Analysis: The complaint alleged dishonour of a cheque issued by the company and contained a general statement that all accused were responsible for the day-to-day affairs of the company. The applicants produced material showing that they were independent non-executive directors. The legal framework under Section 149(12) of the Companies Act recognises that an independent director or a non-executive director, not being a promoter or key managerial person, is liable only for acts of omission or commission occurring with knowledge, attributable through board processes, or where there was consent, connivance, or lack of due diligence. The governing principle under Section 141 of the Negotiable Instruments Act is that vicarious criminal liability attaches only to persons who were in charge of and responsible for the conduct of the company's business at the relevant time. In the absence of specific allegations showing active responsibility in the transaction, and in view of the documentary material indicating the applicants' status as independent non-executive directors, the complaint did not justify their prosecution.

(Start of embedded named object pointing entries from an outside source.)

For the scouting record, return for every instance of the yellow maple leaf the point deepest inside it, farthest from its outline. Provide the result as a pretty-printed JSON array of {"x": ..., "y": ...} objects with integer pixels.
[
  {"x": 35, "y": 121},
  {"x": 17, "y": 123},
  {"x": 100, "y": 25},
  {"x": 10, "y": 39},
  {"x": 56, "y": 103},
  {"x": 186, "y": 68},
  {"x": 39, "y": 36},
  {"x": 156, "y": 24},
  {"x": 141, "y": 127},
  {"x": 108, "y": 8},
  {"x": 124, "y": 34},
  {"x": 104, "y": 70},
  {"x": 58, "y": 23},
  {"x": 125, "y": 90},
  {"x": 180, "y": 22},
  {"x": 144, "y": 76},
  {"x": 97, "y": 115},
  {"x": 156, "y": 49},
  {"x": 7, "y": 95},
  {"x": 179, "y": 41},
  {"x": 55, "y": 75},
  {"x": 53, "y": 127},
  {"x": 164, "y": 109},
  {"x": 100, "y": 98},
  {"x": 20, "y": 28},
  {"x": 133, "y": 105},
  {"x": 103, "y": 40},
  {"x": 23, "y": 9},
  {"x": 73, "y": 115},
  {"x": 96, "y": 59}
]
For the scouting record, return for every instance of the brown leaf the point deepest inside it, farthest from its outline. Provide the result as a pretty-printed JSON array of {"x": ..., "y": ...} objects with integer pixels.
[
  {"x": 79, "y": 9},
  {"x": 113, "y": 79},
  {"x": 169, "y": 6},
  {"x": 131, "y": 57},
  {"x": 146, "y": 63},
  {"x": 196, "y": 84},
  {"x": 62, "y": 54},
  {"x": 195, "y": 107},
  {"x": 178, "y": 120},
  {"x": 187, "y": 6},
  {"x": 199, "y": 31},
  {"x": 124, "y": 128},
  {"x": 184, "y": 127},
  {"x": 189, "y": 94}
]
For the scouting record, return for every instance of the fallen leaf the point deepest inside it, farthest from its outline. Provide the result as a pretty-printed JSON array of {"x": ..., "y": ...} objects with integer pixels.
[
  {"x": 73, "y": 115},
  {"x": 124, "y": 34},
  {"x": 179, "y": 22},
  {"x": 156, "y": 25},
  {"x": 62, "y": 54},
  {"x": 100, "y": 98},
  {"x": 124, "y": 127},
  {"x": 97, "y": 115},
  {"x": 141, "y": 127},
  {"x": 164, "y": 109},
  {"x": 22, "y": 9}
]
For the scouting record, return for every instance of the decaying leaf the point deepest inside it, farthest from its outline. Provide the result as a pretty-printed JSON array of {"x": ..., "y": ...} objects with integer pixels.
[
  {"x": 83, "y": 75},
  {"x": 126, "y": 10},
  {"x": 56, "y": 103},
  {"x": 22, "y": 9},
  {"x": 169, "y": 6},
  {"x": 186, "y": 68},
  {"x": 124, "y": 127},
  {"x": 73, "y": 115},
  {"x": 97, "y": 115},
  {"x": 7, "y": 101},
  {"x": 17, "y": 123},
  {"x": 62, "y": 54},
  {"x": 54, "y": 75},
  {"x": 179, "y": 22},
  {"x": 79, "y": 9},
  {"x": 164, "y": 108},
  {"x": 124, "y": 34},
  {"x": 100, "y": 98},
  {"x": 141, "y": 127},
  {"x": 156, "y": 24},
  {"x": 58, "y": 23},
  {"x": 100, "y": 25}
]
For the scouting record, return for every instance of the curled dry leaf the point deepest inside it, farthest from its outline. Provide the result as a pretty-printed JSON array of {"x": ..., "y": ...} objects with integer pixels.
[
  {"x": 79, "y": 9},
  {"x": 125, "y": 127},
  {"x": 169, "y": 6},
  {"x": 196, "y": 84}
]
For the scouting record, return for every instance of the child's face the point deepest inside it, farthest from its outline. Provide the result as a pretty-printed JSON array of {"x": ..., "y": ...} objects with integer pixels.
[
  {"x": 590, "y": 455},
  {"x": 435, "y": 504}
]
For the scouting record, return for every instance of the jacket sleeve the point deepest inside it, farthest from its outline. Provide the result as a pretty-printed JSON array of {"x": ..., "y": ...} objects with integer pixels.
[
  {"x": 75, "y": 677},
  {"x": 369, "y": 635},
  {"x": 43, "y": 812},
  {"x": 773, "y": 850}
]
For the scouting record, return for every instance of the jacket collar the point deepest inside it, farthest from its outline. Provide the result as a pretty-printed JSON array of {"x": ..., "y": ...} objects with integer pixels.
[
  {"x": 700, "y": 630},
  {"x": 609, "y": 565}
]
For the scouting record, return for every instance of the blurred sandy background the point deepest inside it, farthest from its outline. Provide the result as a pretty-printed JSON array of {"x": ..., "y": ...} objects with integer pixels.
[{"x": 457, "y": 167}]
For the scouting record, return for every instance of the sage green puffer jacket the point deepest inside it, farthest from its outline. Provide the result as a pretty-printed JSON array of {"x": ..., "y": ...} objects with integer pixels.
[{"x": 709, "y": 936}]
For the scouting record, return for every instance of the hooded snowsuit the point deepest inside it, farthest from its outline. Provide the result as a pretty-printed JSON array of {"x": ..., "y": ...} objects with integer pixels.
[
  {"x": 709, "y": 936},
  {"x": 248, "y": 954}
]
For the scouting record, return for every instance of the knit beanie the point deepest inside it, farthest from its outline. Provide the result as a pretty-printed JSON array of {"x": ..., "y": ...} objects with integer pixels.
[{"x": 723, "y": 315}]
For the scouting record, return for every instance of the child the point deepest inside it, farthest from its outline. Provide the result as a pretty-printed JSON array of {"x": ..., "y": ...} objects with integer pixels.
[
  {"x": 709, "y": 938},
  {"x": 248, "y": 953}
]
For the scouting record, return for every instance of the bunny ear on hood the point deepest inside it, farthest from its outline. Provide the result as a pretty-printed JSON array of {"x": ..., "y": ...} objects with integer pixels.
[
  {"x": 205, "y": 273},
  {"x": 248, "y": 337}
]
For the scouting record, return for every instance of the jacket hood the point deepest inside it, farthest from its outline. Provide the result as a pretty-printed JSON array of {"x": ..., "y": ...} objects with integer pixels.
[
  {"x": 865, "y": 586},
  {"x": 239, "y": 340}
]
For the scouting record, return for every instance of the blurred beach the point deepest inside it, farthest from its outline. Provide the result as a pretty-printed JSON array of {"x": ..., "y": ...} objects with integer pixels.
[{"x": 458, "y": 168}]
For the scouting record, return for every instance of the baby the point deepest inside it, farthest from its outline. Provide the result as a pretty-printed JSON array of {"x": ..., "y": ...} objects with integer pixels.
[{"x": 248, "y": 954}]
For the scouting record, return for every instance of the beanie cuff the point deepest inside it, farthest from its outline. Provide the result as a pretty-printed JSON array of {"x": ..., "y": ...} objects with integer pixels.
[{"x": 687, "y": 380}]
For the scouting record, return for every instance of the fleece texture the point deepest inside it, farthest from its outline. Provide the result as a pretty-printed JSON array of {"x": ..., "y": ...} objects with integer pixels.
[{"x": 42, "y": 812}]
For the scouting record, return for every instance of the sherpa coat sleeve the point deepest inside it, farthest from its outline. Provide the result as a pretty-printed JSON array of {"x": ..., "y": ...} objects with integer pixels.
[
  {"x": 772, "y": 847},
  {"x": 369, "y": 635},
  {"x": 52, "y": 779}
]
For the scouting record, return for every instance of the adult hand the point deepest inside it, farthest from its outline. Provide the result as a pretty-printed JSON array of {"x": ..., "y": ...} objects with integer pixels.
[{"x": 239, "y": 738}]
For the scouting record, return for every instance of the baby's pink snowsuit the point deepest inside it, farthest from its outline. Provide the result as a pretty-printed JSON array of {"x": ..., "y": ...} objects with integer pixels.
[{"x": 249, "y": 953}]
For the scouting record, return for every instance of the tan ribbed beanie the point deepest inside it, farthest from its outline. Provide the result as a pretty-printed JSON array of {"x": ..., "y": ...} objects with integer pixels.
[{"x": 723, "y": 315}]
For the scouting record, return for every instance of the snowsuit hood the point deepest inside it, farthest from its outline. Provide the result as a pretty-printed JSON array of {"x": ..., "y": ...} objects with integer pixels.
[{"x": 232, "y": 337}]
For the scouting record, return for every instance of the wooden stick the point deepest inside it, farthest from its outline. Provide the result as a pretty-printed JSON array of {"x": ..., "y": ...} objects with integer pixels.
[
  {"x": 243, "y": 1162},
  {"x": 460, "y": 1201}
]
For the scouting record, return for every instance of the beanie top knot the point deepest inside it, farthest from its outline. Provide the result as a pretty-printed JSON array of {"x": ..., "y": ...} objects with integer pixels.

Conclusion: The applicants could not be prosecuted under Section 138 read with Section 141 of the Negotiable Instruments Act, and the criminal proceedings against them were liable to be quashed.
Ratio Decidendi: Vicarious liability under Section 141 of the Negotiable Instruments Act cannot be fastened on an independent non-executive director unless the complaint contains specific material showing that the director was in charge of and responsible for the conduct of the company's business at the time of the offence.